Working with master printer Maurice Sanchez, Morley also experimented with a hydraulic press. In a progression entitled Abandon Ship, 2008, Sanchez took the plate through the press nine times, with each resulting image a lighter version of the previous one. Realizing he needed to outline the images, Morley made a drawing outlining the images in black and Sanchez ran a single lithograph over each monotype, again questioning definitions. Technically, a monoprint begins with a printed matrix off which the image is built – Morley reverses the process, by “drawing” on top of the image.
Much of Morley’s work is autobiographical. For example, Red Shoes with Palette, 2007 came out of his time spent volunteering at a local Boys and Girls Club. Morley instructed his students to draw a favorite item, like their tennis shoes, and felt he should do the same. Here the artist juxtaposes a messy, well-used watercolor palette next to the shoes, a reminder of the artifice of the image.

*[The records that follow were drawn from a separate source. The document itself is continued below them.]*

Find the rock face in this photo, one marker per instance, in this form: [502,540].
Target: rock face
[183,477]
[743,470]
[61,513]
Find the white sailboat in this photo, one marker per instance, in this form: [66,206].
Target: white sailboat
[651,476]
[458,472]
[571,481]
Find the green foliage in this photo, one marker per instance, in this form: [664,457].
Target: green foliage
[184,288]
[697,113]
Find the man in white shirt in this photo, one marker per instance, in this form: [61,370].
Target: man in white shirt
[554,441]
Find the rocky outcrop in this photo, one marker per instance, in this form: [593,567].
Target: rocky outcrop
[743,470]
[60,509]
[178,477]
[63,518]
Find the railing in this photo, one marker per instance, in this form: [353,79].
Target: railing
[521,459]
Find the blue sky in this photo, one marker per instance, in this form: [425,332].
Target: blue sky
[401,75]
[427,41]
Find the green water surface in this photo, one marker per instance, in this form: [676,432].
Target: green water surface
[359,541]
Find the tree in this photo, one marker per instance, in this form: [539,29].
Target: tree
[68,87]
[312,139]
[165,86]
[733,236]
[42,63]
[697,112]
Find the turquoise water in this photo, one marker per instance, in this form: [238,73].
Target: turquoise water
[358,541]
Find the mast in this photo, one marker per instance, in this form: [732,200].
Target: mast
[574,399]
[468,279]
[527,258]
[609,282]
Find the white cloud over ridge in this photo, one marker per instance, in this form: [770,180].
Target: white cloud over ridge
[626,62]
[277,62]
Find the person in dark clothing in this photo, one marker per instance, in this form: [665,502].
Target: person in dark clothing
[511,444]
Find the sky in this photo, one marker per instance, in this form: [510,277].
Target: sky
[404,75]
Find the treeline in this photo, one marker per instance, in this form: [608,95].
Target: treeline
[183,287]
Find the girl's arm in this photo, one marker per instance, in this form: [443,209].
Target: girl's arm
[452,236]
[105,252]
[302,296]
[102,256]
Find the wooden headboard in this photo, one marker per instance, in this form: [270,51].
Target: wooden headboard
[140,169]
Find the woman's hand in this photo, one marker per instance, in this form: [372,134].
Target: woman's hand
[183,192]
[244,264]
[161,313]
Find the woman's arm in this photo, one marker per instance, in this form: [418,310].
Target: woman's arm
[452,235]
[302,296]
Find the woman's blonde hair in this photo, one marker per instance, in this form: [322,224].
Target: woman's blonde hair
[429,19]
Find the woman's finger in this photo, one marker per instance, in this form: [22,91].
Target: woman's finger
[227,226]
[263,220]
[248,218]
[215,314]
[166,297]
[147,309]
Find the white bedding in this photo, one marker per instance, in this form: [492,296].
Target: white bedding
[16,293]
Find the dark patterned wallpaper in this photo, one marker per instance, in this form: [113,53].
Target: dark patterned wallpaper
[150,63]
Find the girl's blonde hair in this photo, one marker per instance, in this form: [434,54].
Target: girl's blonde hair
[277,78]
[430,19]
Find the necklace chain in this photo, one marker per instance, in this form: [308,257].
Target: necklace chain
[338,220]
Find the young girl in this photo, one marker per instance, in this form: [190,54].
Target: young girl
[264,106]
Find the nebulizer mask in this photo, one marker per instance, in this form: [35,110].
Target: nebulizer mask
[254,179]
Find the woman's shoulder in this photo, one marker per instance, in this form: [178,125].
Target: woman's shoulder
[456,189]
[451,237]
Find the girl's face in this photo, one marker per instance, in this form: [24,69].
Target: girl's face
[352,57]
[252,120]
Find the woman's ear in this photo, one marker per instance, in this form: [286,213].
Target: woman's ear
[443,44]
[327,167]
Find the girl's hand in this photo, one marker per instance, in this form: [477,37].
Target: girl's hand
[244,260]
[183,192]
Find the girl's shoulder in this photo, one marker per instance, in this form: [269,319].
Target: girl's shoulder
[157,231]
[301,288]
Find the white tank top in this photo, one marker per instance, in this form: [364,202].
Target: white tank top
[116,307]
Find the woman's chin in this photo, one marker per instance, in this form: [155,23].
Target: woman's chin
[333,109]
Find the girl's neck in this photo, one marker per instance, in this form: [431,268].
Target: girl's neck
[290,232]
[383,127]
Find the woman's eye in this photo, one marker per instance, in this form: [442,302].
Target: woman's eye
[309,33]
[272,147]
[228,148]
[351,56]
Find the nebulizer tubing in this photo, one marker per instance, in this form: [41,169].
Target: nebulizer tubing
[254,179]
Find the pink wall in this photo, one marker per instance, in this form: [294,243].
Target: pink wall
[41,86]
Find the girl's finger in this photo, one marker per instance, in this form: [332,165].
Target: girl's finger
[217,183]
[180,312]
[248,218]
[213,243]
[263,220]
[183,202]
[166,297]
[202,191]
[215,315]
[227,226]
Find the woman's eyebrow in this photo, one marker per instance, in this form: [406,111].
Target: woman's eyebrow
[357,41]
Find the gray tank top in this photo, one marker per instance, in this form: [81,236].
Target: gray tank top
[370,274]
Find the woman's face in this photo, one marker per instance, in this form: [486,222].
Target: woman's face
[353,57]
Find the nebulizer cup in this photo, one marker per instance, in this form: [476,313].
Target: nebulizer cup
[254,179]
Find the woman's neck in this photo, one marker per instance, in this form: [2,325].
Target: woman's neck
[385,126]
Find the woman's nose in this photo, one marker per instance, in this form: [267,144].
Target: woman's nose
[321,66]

Born in London in 1931, Malcolm Morley studied at the Camberwell School of Arts and Crafts and the Royal College of Art. In 1958 he moved to the United States and in 1984 he was awarded the inaugural Turner Prize for British artists. He is a member of the American Academy of Arts and Letters, American Academy of Arts and Sciences and a recipient of the Skowhegan School of Painting and Sculpture Painting Award in 1992. Morley first achieved widespread recognition in the 1960s for his super-realist paintings and again in the eighties for his masterful Neo-Expressionist works. Morley’s work is in public and private collections worldwide, including the Metropolitan Museum of Art; Museum of Modern Art, New York; Hirshhorn Museum and Sculpture Garden; National Gallery of Art, Washington DC; Tate, London; and Museo Nacional Centro de Arte Reina Sofia, Madrid.
A catalogue with an essay by Nancy Princenthal will accompany the exhibition.